Света тоже, прищурившись, смотрела на залитый солнцем косогор с уже порыжевшей травой, которая сливалась с песчаными пятнами обрыва и казалась золотистой шерстью вокруг рваных ран обрыва.
– Пойдемте к тем соснам, а, Петр Кириллович?
– Пойдемте.
Они стояли рядом, взявшись за руки, и ожидали, когда уедет электричка. Из телефона автомата вышел человек, радостно сказал.
– Слышимость прекрасная!
– Светочка, а если мы пригласим моего друга? Я позвоню. Он мигом примчится.
– Не возражаю. Друг – украшение стола.
Коньшин вошел в будку, набрал номер. Он представит, как Димка обрадуется его звонку. Сейчас, наверно, лежит на диване, читает вверх ногами газету, а мысли его далеко.
Из ванной несется гул стиральной машины, пахнет мылом и мокрым бельем.
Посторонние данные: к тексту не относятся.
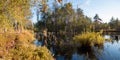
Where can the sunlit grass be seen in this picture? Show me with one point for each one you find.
(18, 46)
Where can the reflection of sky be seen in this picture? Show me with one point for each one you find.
(111, 51)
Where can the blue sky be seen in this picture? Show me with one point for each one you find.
(104, 8)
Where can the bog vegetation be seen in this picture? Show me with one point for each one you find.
(59, 26)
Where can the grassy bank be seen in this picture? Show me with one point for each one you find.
(19, 46)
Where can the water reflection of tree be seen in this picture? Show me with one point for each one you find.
(115, 38)
(90, 53)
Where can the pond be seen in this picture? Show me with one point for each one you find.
(109, 51)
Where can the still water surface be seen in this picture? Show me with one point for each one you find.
(109, 51)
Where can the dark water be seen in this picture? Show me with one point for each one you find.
(109, 51)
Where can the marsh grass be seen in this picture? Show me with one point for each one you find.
(19, 46)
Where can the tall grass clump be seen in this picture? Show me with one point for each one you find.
(19, 46)
(88, 39)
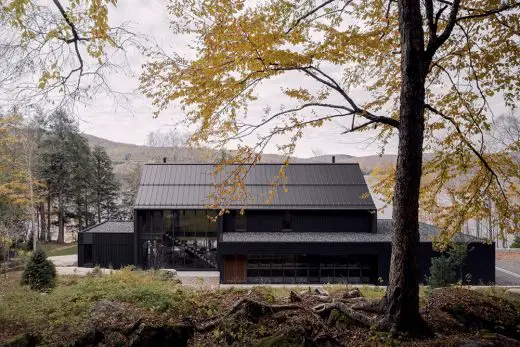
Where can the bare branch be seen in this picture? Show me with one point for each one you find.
(469, 144)
(308, 14)
(486, 13)
(436, 42)
(75, 35)
(358, 127)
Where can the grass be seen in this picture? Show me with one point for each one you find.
(61, 313)
(54, 249)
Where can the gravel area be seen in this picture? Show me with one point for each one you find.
(507, 268)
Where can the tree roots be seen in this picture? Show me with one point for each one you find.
(351, 305)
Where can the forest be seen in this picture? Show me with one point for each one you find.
(50, 178)
(426, 79)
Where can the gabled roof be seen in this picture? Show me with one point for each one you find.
(384, 234)
(111, 227)
(308, 186)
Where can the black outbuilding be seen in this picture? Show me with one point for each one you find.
(320, 226)
(108, 244)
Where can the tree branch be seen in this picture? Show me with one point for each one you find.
(358, 127)
(469, 144)
(76, 37)
(308, 14)
(436, 42)
(486, 13)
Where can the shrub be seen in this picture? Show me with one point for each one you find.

Напротив сгорбленная полосатая спина Папаши, похожего на арестанта, строчащего кассационную жалобу или что-нибудь в этом роде, а на самом деле Папаша сочиняет какую-то сверххитрую анонимку, которая должна, как разрывная пуля, свалить наповал мешающего человека.
И вдруг звонок: «Надо встретиться по очень важному делу». И вкратце, вполголоса, чтобы Рыжая Доцентша, возможно шпионски приникшая своей подозрительной головой к трубке, не разобрала ни слова, сообщить название станции и возможное их местонахождение. И через пару часов Димка уже здесь, смеется, шумит, рассказывает про Африку (А-ах, крокодилы, бегемоты!) и, преисполненный благодарности, пьет вино, поедает закуску. Да, с Димкой хорошо, не скучно, а главное – НАДЕЖНО. Петр Кириллович и сам не знал, почему это ему вдруг потребовалась надежность в этот солнечный тихий день. И что такое НАДЕЖНОСТЬ? Надежность, допустим, когда ты сдаешь экзамен, а в кармане лежит шпаргалка. Сегодня он собрался сдавать экзамен, Димка – шпаргалка?
– Алле! – послышался в трубке строгий женский голос. Такой голос обычно отбивает охоту шутить, если ты ошибся номером, или заставляет кратко излагать свои мысли, если звонишь по делу.